J’ai suivi cet Euro de manière un peu épisodique. Avec intérêt mais sans passion. L’élimination rapide de l’équipe de France ne m’a pas trop surpris. Elle m’a laissé presque indifférent. Après tout, c’est de la faute des joueurs. On tape à tire-larigot sur ce pauvre Raymond Domenech, le sélectionneur ; c’est vrai qu’il a fait quelques belles erreurs de « casting ». Faire jouer Thuram en est une : trop vieux ! Plus assez en jambes ! Sagnol : pas totalement remis de ses blessures. Et Domenech a eu tort de pas faire vraiment confiance à la nouvelle génération des Benzema et Nasri, oublié de sélectionner Mexès. Cela en fait, des erreurs. Mais ce n’est pas le plus grave. Il y a dans cette équipe de France, depuis dix ans (1998 : le sacre de Zidane et ses potes) un état d’esprit déplorable, disons de « caïds ». Cela se sent chez les « anciens ». Ayant déjà tout gagné, ils voient les choses de (top) haut. La grosse tête ! Cela se sent dans leur manière de jouer. Manque de vitesse, d’inspiration. A côté les Hollandais et les Russes font figure d’artistes, de virtuoses. Sans parler de la Turquie. Là, on sent l’inspiration, l’envie de se donner à fond, de vivre ensemble une belle aventure. Côté français, on joue de manière précautionneuse, comme des gens qui se soucient uniquement de leur prestige. Pour ou contre Domenech ? J’avoue ne pas avoir d’opinion. Il y a une telle pression pour le dégommer qu’on a envie de le défendre. Son « cas » tombe à pic, avec cette manie sur internet d’en appeler au lynchage. Domenech est le parfait bouc émissaire de notre époque, où il faut à tout bout de champ un coupable, quelqu’un sur qui on peut taper à bras raccourcis. Moi, je lui laisserais encore sa chance. A condition qu’il la saisisse et rajeunisse les cadres.
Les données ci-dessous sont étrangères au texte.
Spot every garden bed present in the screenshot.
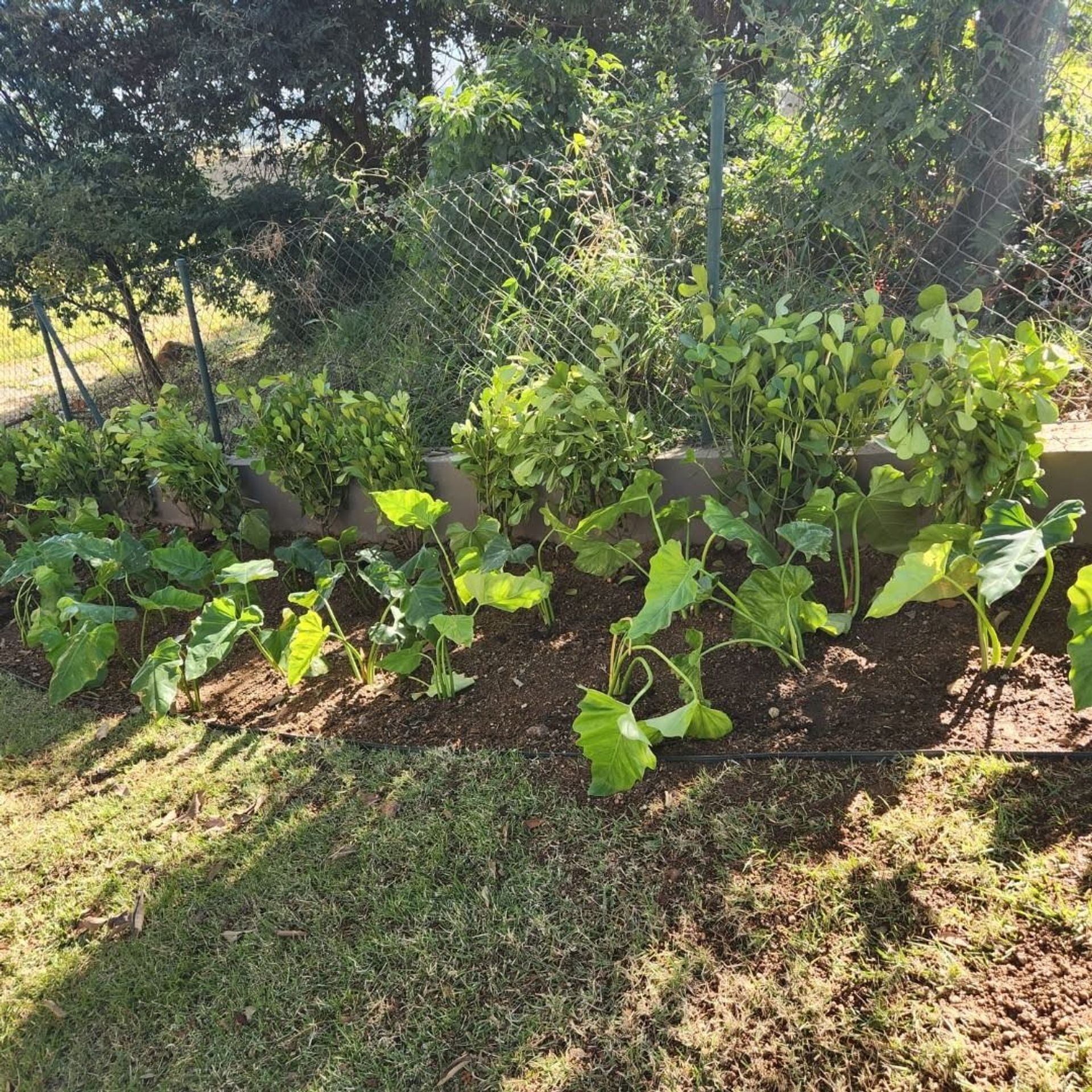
[0,539,1092,781]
Ce qu’il y a eu de bien avec cet Euro, c’est qu’on a pu regarder du très bon football sans le moindre esprit partisan. Ce n’est pas rien. Est-ce que cela a fait progresser l’idée européenne dans la tête des gens ? Pas sûr, à lire les derniers sondages. Moi je me suis senti à l’aise en aimant tour à tour voir jouer les Hollandais, les Portugais, les Turcs ou les Russes. Et bien sûr les Espagnols. Hier
ils ont battu les Allemands, ce qui n’est pas rien.
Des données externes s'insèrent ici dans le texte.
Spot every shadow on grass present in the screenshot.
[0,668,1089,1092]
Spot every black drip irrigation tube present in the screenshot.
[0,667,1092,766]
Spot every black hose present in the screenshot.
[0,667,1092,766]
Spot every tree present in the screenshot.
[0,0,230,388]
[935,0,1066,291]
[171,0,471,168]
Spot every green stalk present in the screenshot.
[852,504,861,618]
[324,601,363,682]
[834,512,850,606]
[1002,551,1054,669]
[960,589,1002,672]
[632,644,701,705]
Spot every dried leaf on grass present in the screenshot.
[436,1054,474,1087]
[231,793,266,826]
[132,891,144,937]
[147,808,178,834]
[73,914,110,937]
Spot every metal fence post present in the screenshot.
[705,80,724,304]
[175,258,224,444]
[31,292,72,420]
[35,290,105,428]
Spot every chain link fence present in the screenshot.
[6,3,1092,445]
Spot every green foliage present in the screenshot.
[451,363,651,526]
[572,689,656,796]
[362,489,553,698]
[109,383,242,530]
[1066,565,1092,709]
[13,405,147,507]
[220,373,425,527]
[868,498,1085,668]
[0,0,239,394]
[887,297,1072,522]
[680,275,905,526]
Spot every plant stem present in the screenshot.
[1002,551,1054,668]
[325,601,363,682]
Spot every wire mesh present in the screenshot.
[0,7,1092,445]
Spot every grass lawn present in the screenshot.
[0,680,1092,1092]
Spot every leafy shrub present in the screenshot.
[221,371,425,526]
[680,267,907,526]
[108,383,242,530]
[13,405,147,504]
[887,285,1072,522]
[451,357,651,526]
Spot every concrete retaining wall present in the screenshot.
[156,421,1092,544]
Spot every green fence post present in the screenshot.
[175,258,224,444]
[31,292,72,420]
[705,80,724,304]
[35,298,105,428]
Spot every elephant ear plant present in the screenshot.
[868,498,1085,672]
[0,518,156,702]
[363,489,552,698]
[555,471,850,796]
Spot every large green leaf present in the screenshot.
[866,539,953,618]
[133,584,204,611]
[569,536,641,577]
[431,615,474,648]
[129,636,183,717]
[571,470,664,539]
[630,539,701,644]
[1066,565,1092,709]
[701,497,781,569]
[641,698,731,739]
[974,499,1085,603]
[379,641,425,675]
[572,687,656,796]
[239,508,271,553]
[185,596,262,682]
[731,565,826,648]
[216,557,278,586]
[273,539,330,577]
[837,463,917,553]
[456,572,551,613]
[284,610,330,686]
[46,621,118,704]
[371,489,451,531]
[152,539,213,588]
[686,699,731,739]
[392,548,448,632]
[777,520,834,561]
Le football est sans doute le sport qui correspond le plus à l’état du monde actuel, sous l’angle de la mondialisation. Le foot est une énorme machine à fric et à images. La publicité y règne, les joueurs sont des valeurs marchandes qui s’échangent à des prix pharamineux. La culture mercenaire et transfrontière fait la loi. Tout cela est à vous dégoûter de tout. Il n’empêche qu’il y a de beaux moments, quand ça joue bien. Le foot et le monde, c’est pareil ! Parler de foot c’est nécessairement parler du monde tel qu’il va, et surtout tel qu’il ne va pas.